Про расстрел он много не мыслил. Сначала было не до того, а потом следователь Михаил Максимыч сам поведал Николаю, что статья ему выходит не расстрельная. Возбудили против него уголовное дело по статье 102, пункт «а», за умышленное убийство из корыстных побуждений, где наказание — смертная казнь или срок от восьми до пятнадцати, но на поверку вышла ему другая статья — 103, по которой срок положен до десяти годов. А защитник, Матвей Филиппыч Цыпкин, когда дело вместе читали, совсем успокоил Николая, заверив, что суд во все вникнет и переквалифицирует его на статью 104, как бы специально про него, Колю Седенкова, писанную. В той статье желанной речь идет об умышленном убийстве, совершенном в состоянии внезапно возникшего сильного душевного волнения, вызванного тяжким оскорблением со стороны потерпевшего. По 104-й статье наказание не в пример мягче — до пяти годов лишения свободы. С той поры Николаю захотелось, чтобы суд скорее прошел, и судьба его верно определилась. Он хотел побыстрее получить срок, очутиться в колонии и ударно работать, чтобы раньше на волю выпустили. А там взять Тоню с Настенькой и завербоваться куда-нибудь на дальнюю стройку, где никто про них не слыхал и где они заживут наново. Эх, сколько бы ни дали, лишь бы скорее.
Суд начался на прошлой неделе. Первый день Николай сидел, низко опустив голову, и в зал ни разу не глянул. На судей поглядел, а в зал — ни-ни. Двое судей ему понравились, а один — инвалид однорукий, слева сидевший, — показался чересчур злым и привередливым. Однорукий сидел, насупившись и глядел на Николая хмуро, а когда Матвей Филиппыч расспрашивал свидетелей — щурился и мотал головой. Зато двое других — седой мужчина посередке и пожилая врачиха из горбольницы, принимавшая у Тони роды и сейчас сидевшая справа от главного, — были, по всей видимости, люди добрые и справедливые. На другой день он начал потихоньку как бы ненароком поглядывать в зал, увидел Тоню, Люсю Фокину из цехкома, ребят из третьей сборки и цельную кучу пенсионеров. Те глядели на Николая, с укоризной, а знакомые ребята — обыкновенно, как на человека, а не на волка тамбовского.
Николай долго мыслил, что же сказать в своем последнем слове. Матвей Филиппыч твердой установки ему не дал, а только посоветовал высказаться короче, от сердца, чтобы судьи поняли, что творится у него на душе. Но когда подошел черед его слову, главный судья объявил перерыв на три дня, а с выходными — все пять суток получилось. Николай, ясно, испугался, а Матвей Филиппыч, спасибо ему, успокоил. Закон такой имеется, что в конце процесса, после слов обвиняемого, суд должен удалиться в совещательную комнату и заседать там до тех пор, пока приговор не вынесет. А приговор — документ серьезный, каждая, считай, буковка на своем месте должна стоять. Оттого-то судья прослушает дело, объявит перерыв и загодя напишет приговор, чтобы потом не мучиться и тот закон не нарушать. По смыслу, мол, все правильно, потому как после прений сторон дело суду ясное и без последнего слова подсудимого. Соль в том, что миг этот единственный и самый удобный — как только последнее слово прозвучит, перерыв уже не объявишь, не положено.

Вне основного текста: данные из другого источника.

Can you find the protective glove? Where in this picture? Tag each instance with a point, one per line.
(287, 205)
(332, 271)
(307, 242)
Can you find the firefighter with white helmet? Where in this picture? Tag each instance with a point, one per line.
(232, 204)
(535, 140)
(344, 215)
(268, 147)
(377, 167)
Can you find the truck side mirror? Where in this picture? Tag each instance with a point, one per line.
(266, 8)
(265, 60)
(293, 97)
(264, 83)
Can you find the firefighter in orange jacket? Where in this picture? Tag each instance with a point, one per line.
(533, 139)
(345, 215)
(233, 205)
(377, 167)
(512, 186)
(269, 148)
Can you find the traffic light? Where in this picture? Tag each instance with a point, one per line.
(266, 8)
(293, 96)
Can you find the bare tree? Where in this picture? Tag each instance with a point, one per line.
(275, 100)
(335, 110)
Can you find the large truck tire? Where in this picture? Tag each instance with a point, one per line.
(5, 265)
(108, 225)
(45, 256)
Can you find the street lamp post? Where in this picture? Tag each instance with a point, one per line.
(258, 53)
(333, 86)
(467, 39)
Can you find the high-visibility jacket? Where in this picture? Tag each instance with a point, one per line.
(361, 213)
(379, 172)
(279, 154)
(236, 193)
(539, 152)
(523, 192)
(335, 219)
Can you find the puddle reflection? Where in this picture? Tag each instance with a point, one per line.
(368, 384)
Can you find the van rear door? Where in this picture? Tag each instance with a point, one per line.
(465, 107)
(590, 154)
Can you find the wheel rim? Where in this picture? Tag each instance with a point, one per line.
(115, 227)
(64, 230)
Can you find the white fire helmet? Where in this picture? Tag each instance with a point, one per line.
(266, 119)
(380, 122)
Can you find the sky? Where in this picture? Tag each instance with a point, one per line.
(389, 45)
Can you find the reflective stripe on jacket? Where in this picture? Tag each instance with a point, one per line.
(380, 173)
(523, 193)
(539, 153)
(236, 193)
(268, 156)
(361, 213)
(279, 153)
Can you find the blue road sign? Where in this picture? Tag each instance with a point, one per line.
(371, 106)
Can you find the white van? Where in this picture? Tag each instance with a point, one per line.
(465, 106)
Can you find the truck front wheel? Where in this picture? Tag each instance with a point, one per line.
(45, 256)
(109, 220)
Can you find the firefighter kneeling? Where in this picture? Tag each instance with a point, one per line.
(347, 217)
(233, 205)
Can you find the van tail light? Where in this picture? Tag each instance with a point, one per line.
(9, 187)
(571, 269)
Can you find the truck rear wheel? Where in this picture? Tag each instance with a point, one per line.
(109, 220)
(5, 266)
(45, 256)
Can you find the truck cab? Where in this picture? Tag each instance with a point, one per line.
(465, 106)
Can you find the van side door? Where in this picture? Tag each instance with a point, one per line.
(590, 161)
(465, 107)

Объяснение Матвей Филиппыча Николай своим умом понял, но ум — одно, а сердце — другое. Муторно на душе, и состояние такое, будто грибов поганых наелся. Ни с кем словом не перемолвится и сокамерников не замечает, словно их нет вовсе. И без устали перебирает прожитую жизнь, чтобы от приговора как-то отвлечься...
Детство Николай вспоминать не любит. Рос он в сельской местности, войны и оккупации по малолетству не запомнил, рано осиротел и, будучи подростком, мыслил только об одном — как бы скорее призвали в армию. Когда подошел срок, к своей большой радости, Николаи попал в громадный по его тогдашнему понятию город Ярославль, служил в автомобильном батальоне и выучился там на слесаря. А в увольнении спервоначалу терялся, потому как все городское было ему в диковинку: народ друг с дружкой на улице не здоровается, трамваи грохочут по-страшному, и заводы, заводы, заводы. Не было в Николае той развязной городской бойкости, без которой там и делать-то нечего, он чурался людей и в одиночку ходил то в кино, то в цирк. Потом мало-помалу пообвыкся, притерся, и появились у него городские женщины, не имевшие, считай, ничего общего со своими деревенскими товарками.